Now that I’m done rambling about the early history of the goth scene, here’s some short answers to the inevitable goth faqs:
Isn’t goth also about aesthetic and fashion?
Yes, but they can’t be fully separated from the music and community. The music generally inspires the fashion and we really like copying the outfits, hair, and makeup of musicians. Goths don’t own in dressing in all black and there’s plenty of goths out there who don’t “dress like it” (including myself and MANY goth and post-punk musicians).
Are you all satanists/pagans/witches? Are you all kinky?
More often than the average person but it’s more a consequence of being in a counterculture community than anything else. Goth and alternative women aren’t your fetish or your future “big titty goth gf”. We just like a certain style of music and just happen to dress weirdly sometimes.
Why don’t more people know that goth is about music?
Goth music generally doesn’t sell well because so much of it is too abrasive or weird and most artists are pretty far underground. Goth musicians also had a habit of denying involvement with “the goth scene” early on and goths, punks, metalheads, and emos are generally lumped together in mainstream media. Gothic fashion is much easier to rip off and sell than the subculture itself is. You (and more likely than not) your parents have probably heard and enjoyed semi-“goth” music before if you like Depeche Mode or The Cure.
How do I get into the goth subculture? 
Listen to the music. Spotify’s Dark and Gothic playlist is surprisingly good and I’m partial to this massive Spotify user-created playlist of old and new bands and this mix on Youtube with lesser-known bangers. Goth music varies widely but a fuckton of it is made to be danced to because we hang out in clubs a lot of the time. The map below isn’t quite accurate but may be able to help you find your local community be it a club or a nonprofit organization! It’s fine to be confused and it’s perfectly alright to ease into it slowly without worrying about how to dress. 
Where’s Your Goth At? A Worldwide Map of Goth Clubs and Events
Why do you guys like vampires so much?
They represent the pain and suffering of the human experience in a way that humans don’t plus Anne Rice’s Interview With the Vampire came out in the 80s and Bauhaus and David Bowie were in a movie about vampires. They also just straight up look cool.
More resources:
Before Bauhaus: How Goth Became Goth - a history of the dark music that paved the way for the scene. this channel has a couple more goth history videos.

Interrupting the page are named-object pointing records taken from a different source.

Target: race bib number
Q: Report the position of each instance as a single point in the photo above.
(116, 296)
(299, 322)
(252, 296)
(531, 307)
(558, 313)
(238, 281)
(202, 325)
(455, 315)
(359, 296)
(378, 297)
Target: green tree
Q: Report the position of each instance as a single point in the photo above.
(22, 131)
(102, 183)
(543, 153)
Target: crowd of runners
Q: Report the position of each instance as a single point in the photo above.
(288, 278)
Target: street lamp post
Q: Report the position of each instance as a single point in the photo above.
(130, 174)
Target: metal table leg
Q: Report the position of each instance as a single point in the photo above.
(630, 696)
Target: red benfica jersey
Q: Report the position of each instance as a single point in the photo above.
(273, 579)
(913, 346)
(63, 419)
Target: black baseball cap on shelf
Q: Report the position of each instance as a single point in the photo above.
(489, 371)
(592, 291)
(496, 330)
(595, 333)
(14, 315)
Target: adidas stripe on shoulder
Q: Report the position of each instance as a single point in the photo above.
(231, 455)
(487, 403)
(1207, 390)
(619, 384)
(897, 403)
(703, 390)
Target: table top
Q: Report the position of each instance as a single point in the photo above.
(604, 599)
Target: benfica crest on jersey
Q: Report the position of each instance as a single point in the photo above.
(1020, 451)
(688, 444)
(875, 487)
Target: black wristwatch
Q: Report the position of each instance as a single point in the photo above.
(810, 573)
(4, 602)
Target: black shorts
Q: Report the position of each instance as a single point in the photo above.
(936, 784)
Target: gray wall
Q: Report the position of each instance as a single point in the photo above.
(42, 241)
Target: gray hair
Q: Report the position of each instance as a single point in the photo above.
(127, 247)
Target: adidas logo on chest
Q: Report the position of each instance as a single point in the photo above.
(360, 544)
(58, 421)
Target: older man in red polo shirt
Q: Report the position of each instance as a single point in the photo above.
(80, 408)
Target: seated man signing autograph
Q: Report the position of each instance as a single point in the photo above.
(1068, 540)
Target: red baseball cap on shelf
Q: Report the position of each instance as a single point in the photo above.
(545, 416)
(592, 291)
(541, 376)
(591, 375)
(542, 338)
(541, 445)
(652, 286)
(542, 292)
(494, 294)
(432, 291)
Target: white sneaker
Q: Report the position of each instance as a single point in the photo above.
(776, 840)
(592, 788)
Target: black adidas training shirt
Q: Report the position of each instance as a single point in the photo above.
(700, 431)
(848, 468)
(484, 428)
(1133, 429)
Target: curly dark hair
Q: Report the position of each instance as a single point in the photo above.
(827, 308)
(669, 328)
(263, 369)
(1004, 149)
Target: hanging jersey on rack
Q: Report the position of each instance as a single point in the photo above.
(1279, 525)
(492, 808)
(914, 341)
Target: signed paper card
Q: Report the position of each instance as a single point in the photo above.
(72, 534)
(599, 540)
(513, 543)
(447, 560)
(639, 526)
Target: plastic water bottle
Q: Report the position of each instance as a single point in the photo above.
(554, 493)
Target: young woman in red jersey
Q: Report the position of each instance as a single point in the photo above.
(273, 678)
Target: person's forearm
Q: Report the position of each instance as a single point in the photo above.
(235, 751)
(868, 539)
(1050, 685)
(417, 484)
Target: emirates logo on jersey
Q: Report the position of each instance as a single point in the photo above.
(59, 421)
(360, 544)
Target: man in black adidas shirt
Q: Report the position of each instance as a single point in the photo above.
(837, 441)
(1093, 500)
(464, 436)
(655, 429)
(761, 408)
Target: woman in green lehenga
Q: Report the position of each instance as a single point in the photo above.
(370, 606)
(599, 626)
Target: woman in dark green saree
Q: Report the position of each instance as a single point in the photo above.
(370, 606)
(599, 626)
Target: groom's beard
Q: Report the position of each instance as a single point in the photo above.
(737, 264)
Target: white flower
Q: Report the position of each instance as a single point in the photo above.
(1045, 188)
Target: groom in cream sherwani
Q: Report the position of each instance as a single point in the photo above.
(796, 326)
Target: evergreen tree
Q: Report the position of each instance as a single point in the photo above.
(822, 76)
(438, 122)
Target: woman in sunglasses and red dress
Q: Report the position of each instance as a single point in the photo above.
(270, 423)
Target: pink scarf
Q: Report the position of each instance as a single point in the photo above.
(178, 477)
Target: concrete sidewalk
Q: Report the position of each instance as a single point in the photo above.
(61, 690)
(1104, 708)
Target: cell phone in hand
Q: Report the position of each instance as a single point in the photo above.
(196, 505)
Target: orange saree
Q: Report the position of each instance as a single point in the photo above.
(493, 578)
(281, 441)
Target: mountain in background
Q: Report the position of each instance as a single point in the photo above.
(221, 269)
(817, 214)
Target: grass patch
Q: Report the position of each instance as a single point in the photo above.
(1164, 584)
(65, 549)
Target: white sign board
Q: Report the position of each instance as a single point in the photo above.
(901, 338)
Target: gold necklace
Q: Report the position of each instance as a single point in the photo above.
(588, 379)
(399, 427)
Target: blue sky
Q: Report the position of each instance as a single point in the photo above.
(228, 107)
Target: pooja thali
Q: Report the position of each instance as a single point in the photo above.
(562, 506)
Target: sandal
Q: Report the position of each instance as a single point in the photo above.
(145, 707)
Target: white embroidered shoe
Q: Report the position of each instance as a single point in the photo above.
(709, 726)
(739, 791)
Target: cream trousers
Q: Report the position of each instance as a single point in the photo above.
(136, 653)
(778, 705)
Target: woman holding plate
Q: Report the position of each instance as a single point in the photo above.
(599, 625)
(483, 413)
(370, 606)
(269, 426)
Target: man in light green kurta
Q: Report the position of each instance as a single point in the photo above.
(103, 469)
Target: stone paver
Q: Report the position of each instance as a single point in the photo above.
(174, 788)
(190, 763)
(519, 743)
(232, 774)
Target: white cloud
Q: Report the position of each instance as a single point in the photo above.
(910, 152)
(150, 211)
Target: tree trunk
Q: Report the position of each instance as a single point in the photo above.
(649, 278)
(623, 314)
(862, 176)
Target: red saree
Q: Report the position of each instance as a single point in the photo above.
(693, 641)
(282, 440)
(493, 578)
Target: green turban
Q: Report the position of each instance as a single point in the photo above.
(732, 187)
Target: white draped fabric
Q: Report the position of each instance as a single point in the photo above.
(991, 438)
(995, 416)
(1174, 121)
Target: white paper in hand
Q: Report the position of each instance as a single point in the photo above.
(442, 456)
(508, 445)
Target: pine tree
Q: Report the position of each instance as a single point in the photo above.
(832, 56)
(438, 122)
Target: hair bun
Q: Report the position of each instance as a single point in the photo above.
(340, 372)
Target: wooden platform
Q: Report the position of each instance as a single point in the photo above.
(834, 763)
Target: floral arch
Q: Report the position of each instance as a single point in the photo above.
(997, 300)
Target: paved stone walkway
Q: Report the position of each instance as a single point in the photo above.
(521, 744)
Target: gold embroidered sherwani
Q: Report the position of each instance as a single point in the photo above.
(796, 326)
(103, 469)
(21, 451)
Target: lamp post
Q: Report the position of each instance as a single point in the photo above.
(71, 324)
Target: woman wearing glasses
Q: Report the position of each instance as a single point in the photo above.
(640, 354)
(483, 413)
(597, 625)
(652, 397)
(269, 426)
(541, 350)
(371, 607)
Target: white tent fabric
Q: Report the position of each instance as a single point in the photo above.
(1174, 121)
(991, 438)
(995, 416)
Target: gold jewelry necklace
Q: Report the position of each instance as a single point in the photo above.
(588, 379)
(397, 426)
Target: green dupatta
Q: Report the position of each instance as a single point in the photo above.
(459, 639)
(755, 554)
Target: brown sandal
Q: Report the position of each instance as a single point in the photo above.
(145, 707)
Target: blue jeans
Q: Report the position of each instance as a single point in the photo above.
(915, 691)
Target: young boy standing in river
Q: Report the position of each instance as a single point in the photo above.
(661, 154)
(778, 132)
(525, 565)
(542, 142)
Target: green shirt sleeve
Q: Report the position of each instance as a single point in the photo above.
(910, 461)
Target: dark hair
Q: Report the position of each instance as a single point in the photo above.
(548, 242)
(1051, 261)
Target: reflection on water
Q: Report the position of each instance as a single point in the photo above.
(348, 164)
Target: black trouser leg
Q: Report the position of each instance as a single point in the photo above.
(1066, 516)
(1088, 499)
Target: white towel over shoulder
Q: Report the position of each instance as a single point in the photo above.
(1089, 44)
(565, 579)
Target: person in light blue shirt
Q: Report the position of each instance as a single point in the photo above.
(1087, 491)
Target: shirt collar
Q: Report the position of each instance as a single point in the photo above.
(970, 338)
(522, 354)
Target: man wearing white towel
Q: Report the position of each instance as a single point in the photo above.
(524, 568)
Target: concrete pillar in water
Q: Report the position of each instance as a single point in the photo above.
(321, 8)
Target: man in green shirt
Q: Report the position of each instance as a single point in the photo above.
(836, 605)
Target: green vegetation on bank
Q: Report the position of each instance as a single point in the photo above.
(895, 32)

Poseurs, Elitists, and Goth - a good explanation for why listening to goth music matters as well as why being a hardass about listening to the “right” goth music sucks. also very entertaining and made by @cadaverkelly who’s posted a TON of goth music on this site and has an entire channel dedicated to the subculture. 
The Music of the Goth Subculture: Postmodernism and Aesthetics - an academic paper for nerds like me to parse through that has a ton of context and analysis on the goth movement and its origins.